Иван Иванович стал поспешно собирать крамольные листы, как будто это могло помочь, если бы за дверями уже стоял офицер в голубом мундире с обычной свитой из бравых жандармов.
Напряжение разрешилось, когда из передней послышался знакомый голос и в гостиную вошел еще один близкий человек – Иван Ильич Маслов.
– Нелегкая вас возьми, mon cher!{Мой дорогой (франц.).} – приветствовал его хозяин дома. – Сначала вы безбожно опаздываете, а потом пугаете порядочных людей.
– Да еще при вашей должности, Иван Ильич! – пошутил Белинский.
– Имеются ли, Иван Ильич, новые постояльцы?
Маслов состоял секретарем при коменданте Петропавловской крепости, куда испокон веков ввергали наиболее опасных вольнодумцев. При всей незначительности своей секретарской должности он мог рассказать о том, что творится в крепостных казематах.
Никаких новостей у Ивана Ильича Маслова на этот раз не оказалось. Чтение наконец началось.
Панаев читал знаменитую речь Робеспьера. С гневом обрушился Робеспьер на политическое примиренчество, столь присущее жиронде и столь опасное для революции. Всякое примиренчество неминуемо оборачивается предательством, когда нарастающая опасность грозит революции со всех сторон: от аристократов и их многоликой агентуры, от международной реакции, открыто собирающей силы для разгрома революционного Парижа.

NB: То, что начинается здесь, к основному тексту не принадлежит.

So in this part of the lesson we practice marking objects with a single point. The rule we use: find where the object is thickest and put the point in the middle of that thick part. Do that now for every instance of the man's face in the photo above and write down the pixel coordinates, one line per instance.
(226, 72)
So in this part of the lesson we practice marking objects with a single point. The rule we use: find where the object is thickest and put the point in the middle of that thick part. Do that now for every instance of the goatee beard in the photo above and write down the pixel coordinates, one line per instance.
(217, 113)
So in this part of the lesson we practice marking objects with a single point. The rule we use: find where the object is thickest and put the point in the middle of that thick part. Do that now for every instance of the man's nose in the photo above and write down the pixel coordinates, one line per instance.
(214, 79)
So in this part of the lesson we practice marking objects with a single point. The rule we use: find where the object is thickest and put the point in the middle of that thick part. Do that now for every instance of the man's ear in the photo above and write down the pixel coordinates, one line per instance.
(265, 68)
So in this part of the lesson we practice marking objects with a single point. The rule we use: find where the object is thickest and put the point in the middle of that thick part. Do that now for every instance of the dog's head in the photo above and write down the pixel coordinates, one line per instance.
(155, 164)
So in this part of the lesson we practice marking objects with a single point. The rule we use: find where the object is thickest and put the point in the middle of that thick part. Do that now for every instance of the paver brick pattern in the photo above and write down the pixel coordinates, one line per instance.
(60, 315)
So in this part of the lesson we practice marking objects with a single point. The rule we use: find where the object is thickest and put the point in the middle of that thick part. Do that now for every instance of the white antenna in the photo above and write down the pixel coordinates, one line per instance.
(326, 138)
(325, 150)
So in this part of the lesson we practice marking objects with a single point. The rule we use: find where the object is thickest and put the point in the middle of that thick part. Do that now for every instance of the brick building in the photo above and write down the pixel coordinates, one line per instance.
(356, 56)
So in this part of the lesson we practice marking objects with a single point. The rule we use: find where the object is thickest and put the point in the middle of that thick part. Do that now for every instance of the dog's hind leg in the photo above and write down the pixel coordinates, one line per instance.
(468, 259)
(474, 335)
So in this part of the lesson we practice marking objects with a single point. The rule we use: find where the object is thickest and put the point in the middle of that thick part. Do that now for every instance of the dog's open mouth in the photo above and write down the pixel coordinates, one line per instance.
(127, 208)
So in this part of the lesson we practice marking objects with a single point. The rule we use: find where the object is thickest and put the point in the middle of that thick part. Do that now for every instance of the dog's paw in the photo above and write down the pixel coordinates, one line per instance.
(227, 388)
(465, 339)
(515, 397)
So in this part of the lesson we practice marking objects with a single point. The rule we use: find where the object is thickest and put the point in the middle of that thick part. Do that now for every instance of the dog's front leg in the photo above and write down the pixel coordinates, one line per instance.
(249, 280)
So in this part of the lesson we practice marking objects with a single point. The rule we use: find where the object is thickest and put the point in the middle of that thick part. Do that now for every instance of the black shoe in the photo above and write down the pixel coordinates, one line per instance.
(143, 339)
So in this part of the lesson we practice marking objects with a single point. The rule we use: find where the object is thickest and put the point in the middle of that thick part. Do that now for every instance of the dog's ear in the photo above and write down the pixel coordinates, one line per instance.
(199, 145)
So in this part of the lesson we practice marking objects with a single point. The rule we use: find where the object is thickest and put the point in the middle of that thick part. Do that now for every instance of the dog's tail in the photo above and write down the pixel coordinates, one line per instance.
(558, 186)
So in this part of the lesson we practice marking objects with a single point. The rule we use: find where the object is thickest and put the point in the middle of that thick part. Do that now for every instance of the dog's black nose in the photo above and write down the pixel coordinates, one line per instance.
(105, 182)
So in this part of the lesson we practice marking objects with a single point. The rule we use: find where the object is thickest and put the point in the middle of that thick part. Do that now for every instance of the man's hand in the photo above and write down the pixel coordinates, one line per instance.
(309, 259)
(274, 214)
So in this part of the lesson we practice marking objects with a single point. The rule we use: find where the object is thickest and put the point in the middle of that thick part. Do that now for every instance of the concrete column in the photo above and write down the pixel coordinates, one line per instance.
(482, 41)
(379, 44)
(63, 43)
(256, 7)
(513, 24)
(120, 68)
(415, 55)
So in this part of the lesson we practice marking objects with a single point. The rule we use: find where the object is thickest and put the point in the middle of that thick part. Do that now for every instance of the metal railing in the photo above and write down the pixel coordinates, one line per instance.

В этих исторических условиях и обосновал Робеспьер необходимость революционного террора.
На этой части речи Робеспьера и сосредоточился переводчик. Иван Иванович Панаев читал речь вождя якобинцев с той горячностью, с которой никогда не произносил своих речей Робеспьер. Эта горячность была понятна. Ведь и Робеспьер погиб именно потому, что не проявил решительности в те грозные дни, когда созрел заговор против революционной диктатуры Конвента. Еще оставались считанные минуты, отделявшие контрреволюцию от победы, но именно в это время Робеспьер, с железной логикой обосновавший право революции на подавление врагов и предателей, выпустил из рук управление событиями.
Все это знал, конечно, Иван Иванович Панаев и потому читал речь Робеспьера с волнением.
– Каково наше мнение, господа? – вопросом заключил он свое чтение.
Никто не откликнулся.
Тогда заговорил Виссарион Белинский.